Re: Logo for user-friendly/browser-friendly/scalable pages

Chris Maden wrote:
>
>Not supporting <h1>s is a somewhat extreme example - but let's say you
>didn't support <em>.  If you follow recommended practice of ignoring
>unknown and unsupported tags, then Web pages that use <em> will
>degrade gracefully in your browser.

*If* I follow the recommended practice in desiging my browser.

I don't have any problem with the ABI's goal of making all
web pages functional on all browsers.  My problem is that
it seems to me, from what I've read of the ABI, that they
place the burden of achieving this goal almost exclusively
on Web page authors.  I think the responsibility needs to
be shared among three groups:

1. HTML authors must realize that how their pages degrade on
various browsers is at least somewhat within their control--
use of the ALT attribute in IMG tags is the quintessential
example of this, and there are numerous others.

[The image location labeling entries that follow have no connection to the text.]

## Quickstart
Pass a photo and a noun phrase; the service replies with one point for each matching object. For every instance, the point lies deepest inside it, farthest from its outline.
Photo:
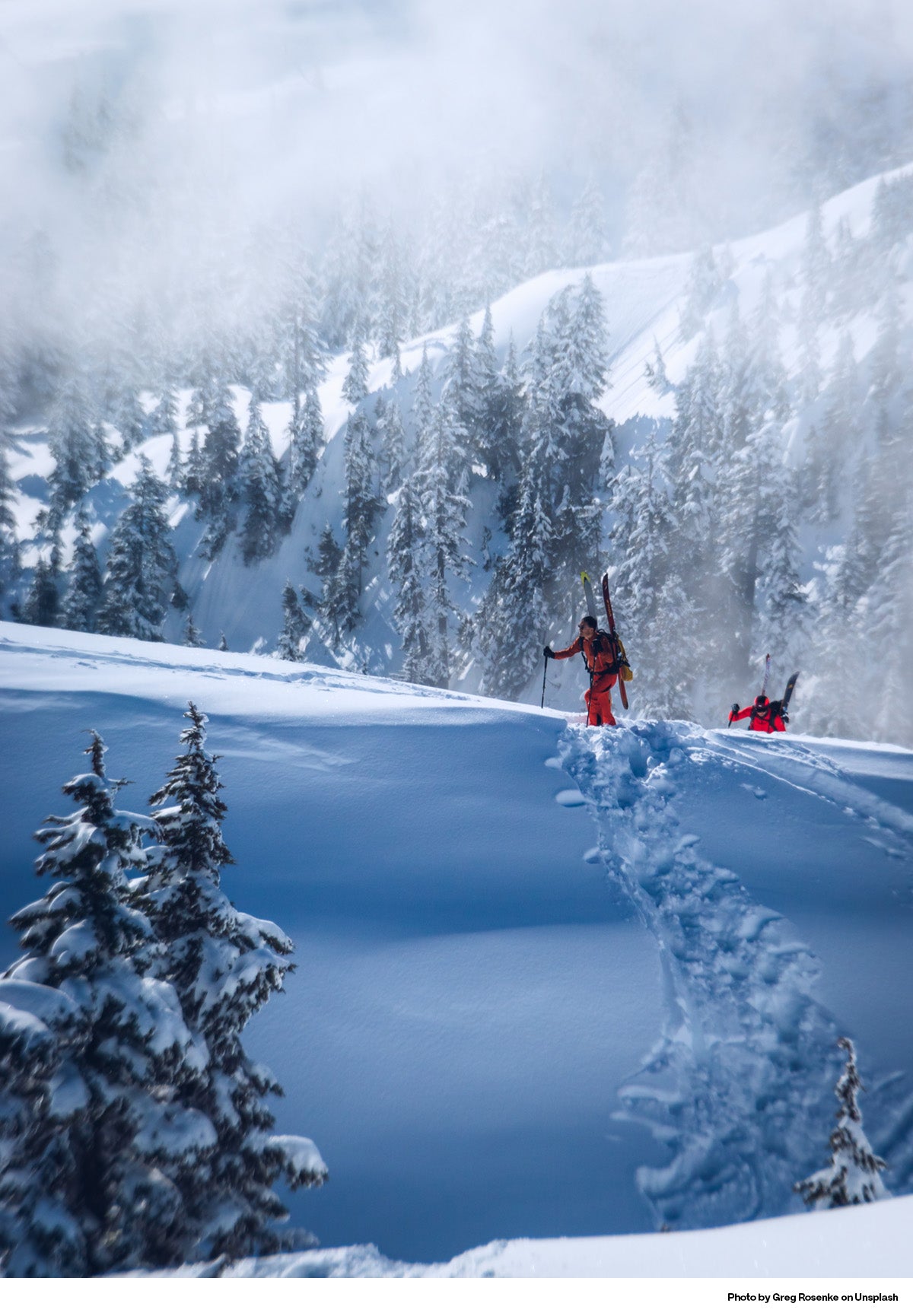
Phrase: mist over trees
(135, 1128)
(771, 512)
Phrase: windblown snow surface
(553, 981)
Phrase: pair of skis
(787, 692)
(613, 633)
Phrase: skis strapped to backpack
(767, 672)
(619, 648)
(613, 634)
(588, 593)
(787, 694)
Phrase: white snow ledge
(849, 1242)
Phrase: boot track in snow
(740, 1086)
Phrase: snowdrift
(553, 981)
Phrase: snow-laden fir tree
(393, 447)
(462, 382)
(700, 292)
(296, 623)
(362, 497)
(306, 440)
(886, 623)
(328, 567)
(404, 564)
(303, 354)
(175, 469)
(259, 488)
(192, 634)
(884, 371)
(784, 620)
(441, 483)
(355, 385)
(84, 587)
(225, 965)
(854, 1175)
(815, 274)
(653, 604)
(74, 449)
(218, 483)
(586, 243)
(422, 403)
(503, 409)
(129, 419)
(9, 551)
(194, 474)
(43, 602)
(88, 1178)
(141, 564)
(41, 1099)
(837, 441)
(164, 418)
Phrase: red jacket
(600, 657)
(766, 719)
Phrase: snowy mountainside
(861, 1242)
(553, 981)
(666, 313)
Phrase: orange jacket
(761, 717)
(599, 654)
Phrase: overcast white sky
(243, 112)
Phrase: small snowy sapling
(854, 1175)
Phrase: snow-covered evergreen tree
(442, 481)
(886, 620)
(84, 589)
(295, 625)
(701, 291)
(259, 488)
(194, 475)
(74, 449)
(9, 549)
(141, 564)
(335, 598)
(854, 1175)
(306, 440)
(658, 616)
(404, 564)
(88, 1179)
(218, 483)
(364, 501)
(164, 419)
(225, 966)
(43, 602)
(192, 634)
(586, 241)
(355, 385)
(393, 447)
(175, 469)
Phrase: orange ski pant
(599, 701)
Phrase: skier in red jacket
(602, 660)
(766, 715)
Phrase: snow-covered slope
(859, 1242)
(642, 300)
(552, 981)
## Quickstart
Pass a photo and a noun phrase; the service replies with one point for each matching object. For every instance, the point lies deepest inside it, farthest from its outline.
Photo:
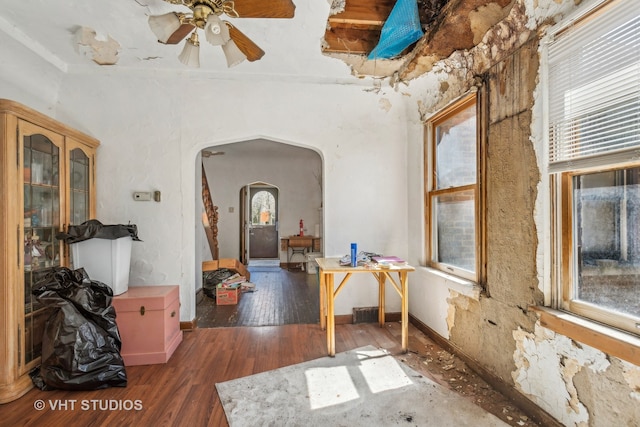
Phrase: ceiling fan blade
(180, 34)
(251, 50)
(265, 9)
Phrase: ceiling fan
(173, 27)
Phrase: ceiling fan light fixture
(190, 54)
(163, 26)
(216, 31)
(233, 54)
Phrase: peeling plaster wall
(576, 384)
(28, 80)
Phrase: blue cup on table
(354, 254)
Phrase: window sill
(604, 338)
(462, 286)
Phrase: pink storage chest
(148, 319)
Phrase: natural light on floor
(376, 373)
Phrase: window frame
(564, 259)
(477, 98)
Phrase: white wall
(295, 171)
(152, 129)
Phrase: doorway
(261, 219)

2. W3C needs to keep in mind, when developing new tags
and attributes, how they will degrade on older browsers.
(In the 4.0 draft, the TFOOT element is a particularly bad
example of this--the requirement is that TFOOT appear
before TBODY "so that user agents can render the foot before
receiving all of the (potentially numerous) rows of data,"
but on browsers which don't support TFOOT, this will cause
the rows within TFOOT to appear above the body of the table.)
But in some cases this may be very difficult, if not
impossible--I don't think there could have been any way
to write the basic table specs to degrade gracefully. 
Therefore...

3. Browser designers not only need to follow the recommendation
for dealing with unrecognized tags, but also to upgrade in
a timely manner to include new, standard tags as much as
possible--particularly those which do not degrade gracefully.

If 2 and 3 do not live up to this responsibility, HTML authors
alone should not have to bear the burden of making sure all
pages are functional in all browsers.